Heat and smoke have gripped the North Okanagan, and the City of Vernon is encouraging residents, businesses and visitors to take steps for their health amid the dog days of summer.
Environment Canada has issued a heat warning and special air quality statement for the Okanagan Valley, including Vernon. Over the next few days, the weather agency is forecasting daytime highs between 35 and 40 degrees Celsius with overnight lows near 18. The region is also expected to be impacted by wildfire smoke over the next 24 to 48 hours.
For those looking for a place to stay cool while escaping the smoke, the city is highlighting a number of indoor public facilities that are available free of charge.
Those facilities include:
• Public walking at Kal Tire Place (3445 43rd Ave.)
• Vernon Aquatic and Recreation Centre (3310 37th Ave.)
• Okanagan Regional Library, Vernon branch (2800 30th Ave.)
There are several locations where people can find public access to drinking water. For information and a map of the locations, visit vernon.ca/drinkingwater.
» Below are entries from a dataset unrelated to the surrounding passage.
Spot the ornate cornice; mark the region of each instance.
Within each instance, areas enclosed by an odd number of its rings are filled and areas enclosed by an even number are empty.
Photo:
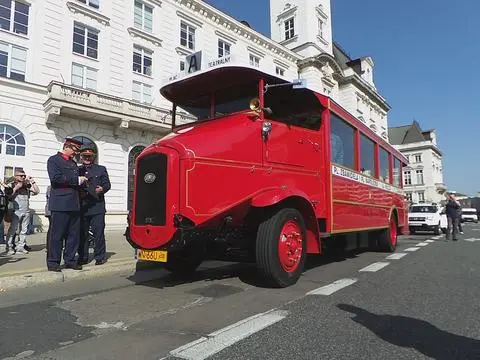
[[[380,94],[369,84],[365,82],[359,75],[353,74],[350,76],[343,77],[339,81],[339,85],[344,85],[344,84],[353,84],[360,90],[362,90],[364,93],[367,93],[368,99],[374,101],[383,111],[388,112],[391,107],[387,103],[387,101],[380,96]]]
[[[141,38],[141,39],[144,39],[148,42],[151,42],[152,44],[154,44],[156,46],[162,46],[162,39],[156,37],[153,34],[150,34],[146,31],[141,30],[141,29],[137,29],[135,27],[129,27],[127,29],[127,31],[128,31],[128,33],[130,34],[131,37]]]
[[[332,74],[333,79],[337,81],[340,81],[341,79],[343,79],[342,68],[340,67],[340,65],[338,65],[335,58],[330,54],[322,53],[315,57],[299,60],[297,63],[299,71],[309,66],[313,66],[319,70],[322,70],[322,68],[327,64],[330,65],[330,67],[333,69],[333,74]]]
[[[110,18],[109,17],[101,14],[100,12],[98,12],[98,11],[96,11],[96,10],[90,8],[90,7],[83,6],[82,4],[69,1],[69,2],[67,2],[67,8],[68,8],[68,10],[70,10],[74,14],[78,13],[78,14],[85,15],[85,16],[93,19],[93,20],[98,21],[100,24],[103,24],[105,26],[110,25]]]
[[[275,56],[281,56],[292,62],[302,58],[302,56],[260,34],[240,21],[235,20],[229,15],[222,13],[204,1],[174,0],[174,3],[177,4],[177,6],[181,6],[185,13],[190,12],[194,17],[214,23],[217,27],[222,28],[223,32],[230,33],[232,37],[243,37],[253,45],[261,47],[264,51],[269,51]]]

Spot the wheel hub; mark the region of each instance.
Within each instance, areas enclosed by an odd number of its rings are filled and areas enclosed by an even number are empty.
[[[285,271],[293,272],[298,267],[303,252],[303,239],[298,223],[293,220],[285,223],[279,240],[280,264]]]

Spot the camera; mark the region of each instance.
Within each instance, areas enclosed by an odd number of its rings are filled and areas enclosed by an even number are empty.
[[[15,187],[17,184],[22,184],[22,187],[26,188],[26,189],[30,189],[32,187],[32,184],[30,183],[30,181],[28,180],[24,180],[24,181],[15,181],[13,183],[13,186]]]

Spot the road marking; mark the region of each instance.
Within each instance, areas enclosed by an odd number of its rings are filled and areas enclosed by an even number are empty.
[[[186,360],[204,360],[236,342],[283,320],[288,311],[274,310],[257,314],[215,331],[170,351],[170,355]]]
[[[427,246],[427,245],[428,245],[428,243],[426,241],[424,241],[424,242],[418,243],[415,246]]]
[[[398,260],[398,259],[401,259],[402,257],[404,257],[406,255],[407,255],[407,253],[396,253],[396,254],[388,255],[385,259]]]
[[[321,288],[309,291],[306,295],[332,295],[334,292],[343,289],[344,287],[355,284],[357,279],[340,279],[334,281],[329,285],[322,286]]]
[[[365,272],[365,271],[368,271],[368,272],[375,272],[375,271],[378,271],[380,269],[383,269],[385,266],[388,266],[390,263],[386,263],[386,262],[378,262],[378,263],[373,263],[373,264],[370,264],[368,266],[365,266],[363,269],[360,269],[358,271],[362,271],[362,272]]]
[[[420,250],[420,248],[419,247],[408,248],[408,249],[405,249],[403,251],[417,251],[417,250]]]
[[[480,241],[480,239],[475,239],[475,238],[469,238],[469,239],[463,239],[463,240],[470,241],[470,242]]]

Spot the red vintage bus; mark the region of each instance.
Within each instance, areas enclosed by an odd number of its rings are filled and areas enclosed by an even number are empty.
[[[126,236],[139,259],[180,274],[255,261],[286,287],[307,254],[348,240],[393,252],[408,231],[406,159],[329,97],[229,64],[160,91],[173,129],[136,160]],[[181,111],[196,121],[175,125]]]

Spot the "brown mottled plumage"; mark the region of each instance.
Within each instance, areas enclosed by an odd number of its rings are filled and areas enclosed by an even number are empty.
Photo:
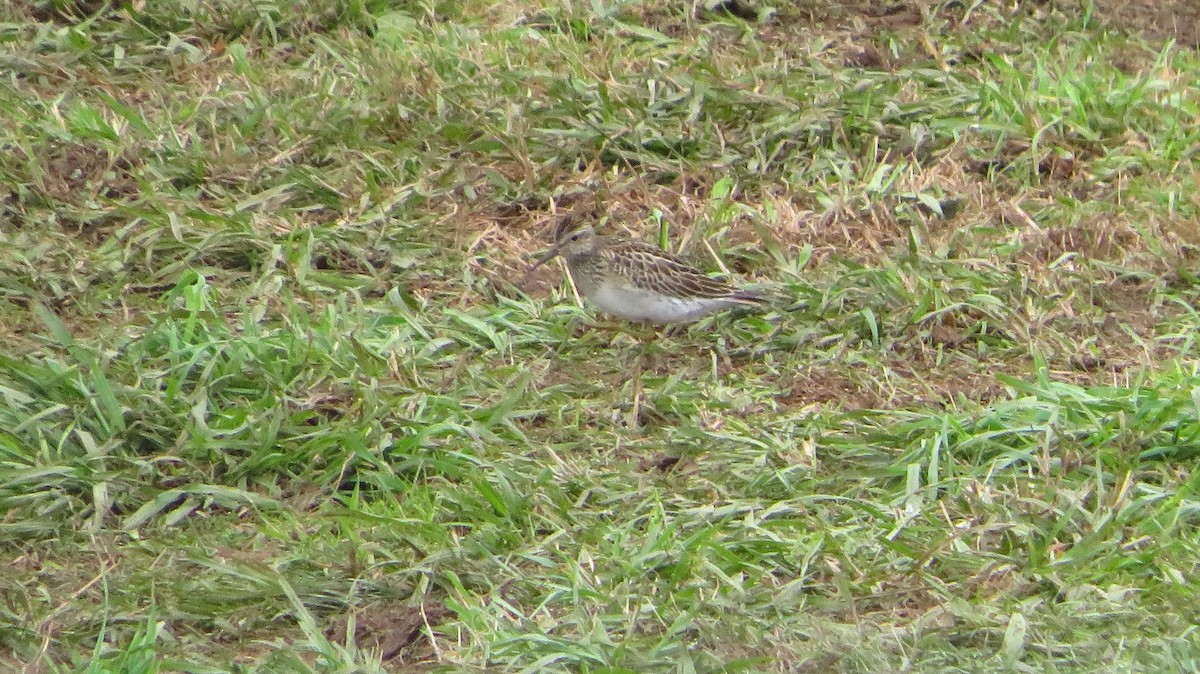
[[[761,302],[755,294],[710,278],[656,246],[598,236],[590,225],[565,231],[530,271],[558,255],[566,260],[576,288],[596,308],[628,320],[688,323]]]

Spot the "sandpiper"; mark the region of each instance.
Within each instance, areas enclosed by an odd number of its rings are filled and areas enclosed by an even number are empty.
[[[658,246],[569,229],[529,271],[562,255],[571,278],[601,312],[644,323],[690,323],[734,306],[757,306],[749,290],[706,276]]]

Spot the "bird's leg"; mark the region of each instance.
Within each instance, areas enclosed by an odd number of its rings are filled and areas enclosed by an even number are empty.
[[[634,431],[638,431],[642,427],[642,361],[644,360],[644,353],[637,355],[634,360],[634,380],[632,380],[632,396],[630,396],[629,404],[629,416],[625,419],[625,427]]]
There are also several locations where people can bring their dogs in the Greater Vernon area, including some local beaches. Tourism Vernon has put together a list of the various parks, beaches and trails where dogs can go to also find some shade or splash in the water. A map of these locations is available at tourismvernon.com. On and off-leash areas are noted on the map.
The Okanagan Indian Band Health Department has opened three cooling stations from Aug. 14-17, from noon to 8 p.m. The cooling stations are the New Horizon building, the Bluebird building and the Round Lake/Salmon River building.
Interior Health and the BC Centre for Disease Control recommend taking specific steps to stay cool and hydrated to prevent heat-related illness, including:
• Drink water regularly, before you start to feel thirsty
• Seek shade or cool indoor locations, avoid direct mid-day sun
• Wear loose protective clothing and a hat, sunscreen and UV-protective eyewear
• Plan your outdoor activity before 11 a.m. or after 4 p.m., to avoid the most intense sun, and take it slow with plenty of rest breaks
• Never leave people or pets alone in a parked car. Temperatures can rise rapidly and become much hotter than the outside temperature
• Cover windows during the day and open them in the evening if you can get a breeze through your home
• Use air conditioning (if available) to take the edge off the heat, but be careful not to over-cool your space
• If you don’t have air conditioning, seek shelter in the coolest room of your home and use a fan
• Regularly check on relatives, friends and neighbours to see how they’re doing; particularly older adults, infants and children, those doing a lot of physical activity or working outside, and those with underlying health conditions
For those planning to spend time outside, the city offers a reminder to check the forecast and be prepared with safety items and plenty of water.